FDA OKs ASD Device for PFO Closure to Prevent Recurrent Stroke

FDA OKs ASD Device for PFO Closure to Prevent Recurrent Stroke


The US Food and Drug Administration (FDA) has approved the Gore Cardioform septal occluder for closure of patent foramen ovale (PFO) to prevent recurrent ischemic stroke, the manufacturer, WL Gore & Associates Inc, has announced.

The device is already approved for closure of atrial septal defects (ASDs) up to 17 mm.

FDA approval of the Gore Cardioform septal occluder for PFO closure was based on results of the Gore-REDUCE clinical trial, in which 664 patients from seven countries were randomly assigned to PFO closure with the Gore Helex (implanted through late 2012) or the Gore Cardioform (implanted from late 2012 onward) septal occluder or to antiplatelet therapy alone.

Results showed a statistically significant 77% relative reduction in recurrent ischemic stroke in patients who underwent PFO closure with a Gore device in conjunction with antiplatelet therapy vs those who received antiplatelet therapy alone, after an average of 3.4 years of follow-up.  At 2 years, the number needed to treat with the device to prevent one new stroke was 28.

The REDUCE trial also showed a 49% relative reduction in new brain infarction on MRI.

The results were presented at the 3rd European Stroke Organisation Conference in May 2017, published in the New England Journal of Medicine in September 2017 () and reported by Medscape Medical News at that time.

PFO, an opening between the left and right atria, is relatively common in the general population but is even more common among patients who have had a cryptogenic ischemic stroke, that is, a stroke of unknown cause.

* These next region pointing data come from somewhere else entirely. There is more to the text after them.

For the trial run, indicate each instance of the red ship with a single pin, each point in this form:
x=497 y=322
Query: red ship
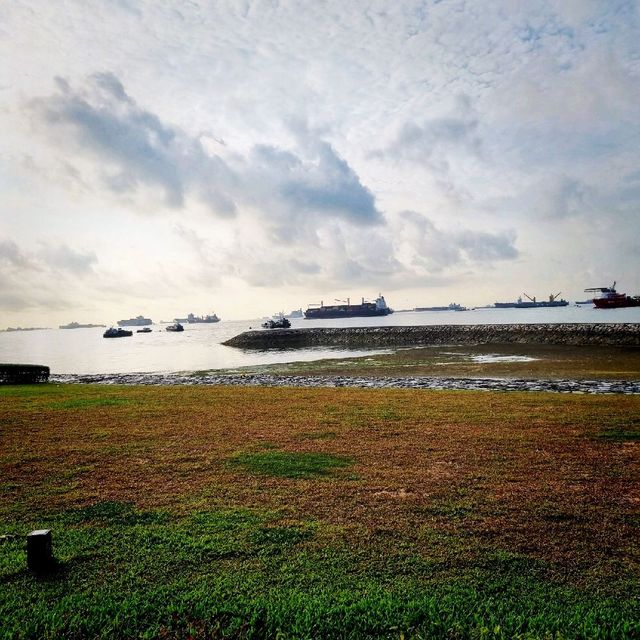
x=609 y=298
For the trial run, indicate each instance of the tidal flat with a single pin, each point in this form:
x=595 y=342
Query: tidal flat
x=525 y=361
x=242 y=512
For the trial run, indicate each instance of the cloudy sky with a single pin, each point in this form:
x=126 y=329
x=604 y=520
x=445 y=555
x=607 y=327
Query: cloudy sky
x=161 y=157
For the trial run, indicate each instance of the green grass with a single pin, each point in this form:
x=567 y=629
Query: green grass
x=236 y=513
x=285 y=464
x=237 y=574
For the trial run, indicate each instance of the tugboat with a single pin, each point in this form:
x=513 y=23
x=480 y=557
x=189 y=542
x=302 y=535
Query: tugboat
x=609 y=298
x=117 y=333
x=279 y=323
x=348 y=310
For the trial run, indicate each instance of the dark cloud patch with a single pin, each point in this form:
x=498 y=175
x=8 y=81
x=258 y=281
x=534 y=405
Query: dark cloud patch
x=436 y=249
x=12 y=256
x=292 y=189
x=487 y=247
x=108 y=123
x=332 y=186
x=433 y=140
x=66 y=259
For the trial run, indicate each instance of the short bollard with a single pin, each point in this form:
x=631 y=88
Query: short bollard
x=39 y=551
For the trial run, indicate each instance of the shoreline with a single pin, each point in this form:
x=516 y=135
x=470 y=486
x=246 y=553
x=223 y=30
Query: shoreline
x=573 y=334
x=434 y=383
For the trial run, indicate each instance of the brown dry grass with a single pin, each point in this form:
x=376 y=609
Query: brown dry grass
x=525 y=472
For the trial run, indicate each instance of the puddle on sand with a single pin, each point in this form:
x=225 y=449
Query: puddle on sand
x=491 y=357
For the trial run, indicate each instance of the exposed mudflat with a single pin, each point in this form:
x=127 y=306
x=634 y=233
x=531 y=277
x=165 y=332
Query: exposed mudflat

The clinical benefit of closing a PFO after cryptogenic stroke has been debated for years.

The FDA approval of the Gore Cardioform septal occluder for PFO closure “marks a significant milestone in the long journey to confirm the heart-brain relationship connecting PFO and stroke,” John Rhodes, MD, from the Medical University of South Carolina, Charleston, and US interventional cardiologist national principal investigator for the REDUCE study, said in a news release from WL Gore announcing approval. 

“The soft and conformable design of Gore’s device is ideal for providing long-term repair of PFOs of any shunt size,” said Rhodes.

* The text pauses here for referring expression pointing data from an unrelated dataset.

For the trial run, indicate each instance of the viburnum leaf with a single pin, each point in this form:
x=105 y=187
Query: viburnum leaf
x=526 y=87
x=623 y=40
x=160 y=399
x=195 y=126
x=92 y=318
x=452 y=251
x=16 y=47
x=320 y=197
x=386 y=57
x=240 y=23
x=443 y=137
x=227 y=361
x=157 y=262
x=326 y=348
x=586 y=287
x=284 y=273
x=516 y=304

He was also impressed, he said, with the rate of serious adverse events in the REDUCE study, which showed no significant difference in risk between closure and medical therapy alone. “The clear reduction in recurrent ischemic stroke provided by PFO closure far outweighs the low risk of serious adverse events,” added Rhodes.

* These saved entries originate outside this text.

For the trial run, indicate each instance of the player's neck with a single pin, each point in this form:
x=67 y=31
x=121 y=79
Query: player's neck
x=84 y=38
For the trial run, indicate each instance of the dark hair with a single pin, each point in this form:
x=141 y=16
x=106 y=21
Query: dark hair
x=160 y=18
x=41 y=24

Scott Kasner, MD, neurologist at the Perelman School of Medicine at the University of Pennsylvania in Philadelphia, and US neurology national principal investigator for the REDUCE study, said the “groundbreaking results of the REDUCE study changed the neurology community’s perspective on PFO closure when they were announced.”

Kasner also noted in the release that REDUCE was the first US Investigational Device Exemption study to show a statistically significant reduction in stroke recurrence in the primary intent-to-treat analysis and the first to show that PFO closure reduces new brain infarct.